Very Brief Q&A on Raft
Introduction
A year ago (how time flies!) I got to learn Raft when trying to finish a distributed system course made by MIT. It’s overall a consensus algorithem targeting strong consistency, and it’s designed for understandability and the ease for implementation. Recently there’s a need to review it again and I’m making this post so that I don’t forget as fast in the future.
Resources
Pictures used for illustration in this post are gratefully borrowed from the resources above.
Raft Summary
Similar to Paxos, Raft is log-based and maintains a distinguished leader. But Raft has proposed a novel randomized-timer based leader election, and its leader is stronger in the sense that log entries only flow from leader to followers. These two features of Raft are also keys to its understandability. It also involves term for each leadership “cycle” as logical clock.
Generally, each server in a Raft cluster will persist a server state (KVs) and a series of logs, and can be acting as one of the three roles: leader, candidate and follower. A (distinguished) leader is responsible for replicating its own log entries onto other followers, and decide up to which index the log entries are successfully replicated on the majority of the cluster, and tells all servers to apply these log entries to their states. When no leader exist in the cluster, a servers can turn into candidate using a time-out mechanism, and request votes from other servers. Therefore, a Raft server will have 2 RPC interfaces: AppendEntries (for leader’s action) and RequestVotes (for candidate’s action).
The key properties that Raft gaurantees are:
- Election safety: at most one leader can be elected in a given term
- Leader append-only: a leader never overwrites or deletes entries in its log; it only appends new entries
- Log matching: if two logs contain an entry with the same index and term, then the logs are identical in all entries up through the given index
- Leader completeness: if a log entry is committed in a given term, then that entry will be present in the logs of the leaders for all higher-numbered terms
- State machine safety: if a server has applied a log entry at a given index to its state machine, no other server will ever apply a different log entry for the same index
Raft Components
The essential components of Raft are listed in the figure below.

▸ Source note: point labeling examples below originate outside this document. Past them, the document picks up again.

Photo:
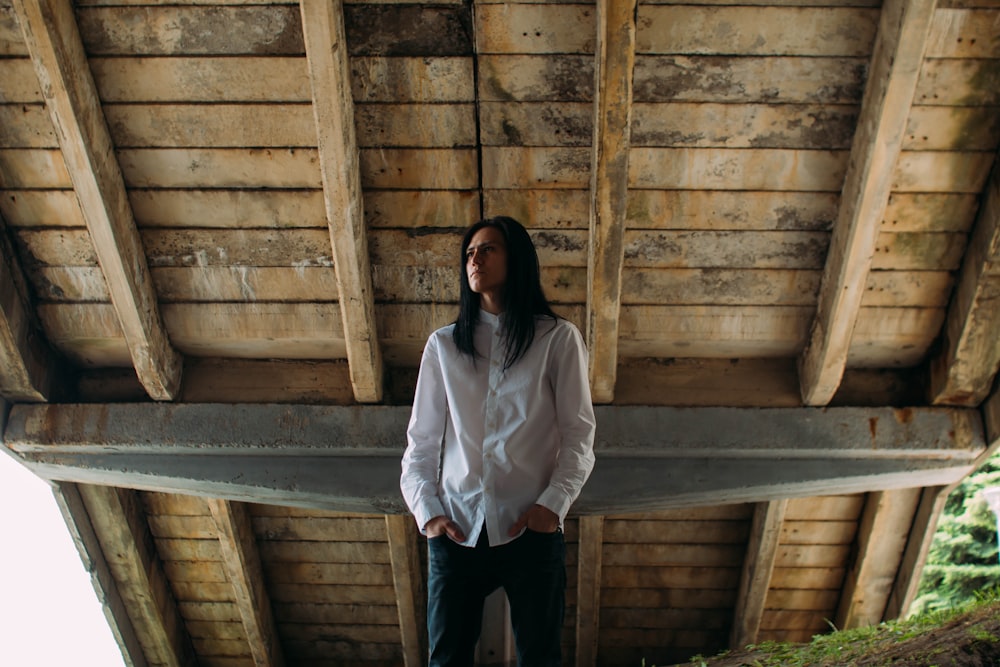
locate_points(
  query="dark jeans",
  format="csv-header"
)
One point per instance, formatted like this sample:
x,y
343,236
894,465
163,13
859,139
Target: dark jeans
x,y
532,572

The rest of this post are primarily answering some of the implementation-wise questions that are either interesting or somehow a bit vague in the original paper. Terms used are all referenced from the figure in this section. Hopefully they can help with others too in addition to answering questions for myself :-)
Implementation Q&A
Leader Election
1. How Raft avoids infinite split votes
Randomized election timeout value for each server. This could result in only one server times out in most cases, and wins the election before other servers time out.
2. How should a proper electon timeout value be chosen
Rule of thumb: broadcastTime (system dependant) « electionTimeout « MTBF (mean time between failures, system dependant)
broadcastTime should be a few order of magnitude less than electionTimeout so that leader can finish sending heartbeats before new election; electionTimeout should be a few order of magnitude less than MTBF so that servers can stay long enough to win election.
Log replication
1. What happens when a follower find the term of its entry at prevLogIndex not matching prevLogTerm?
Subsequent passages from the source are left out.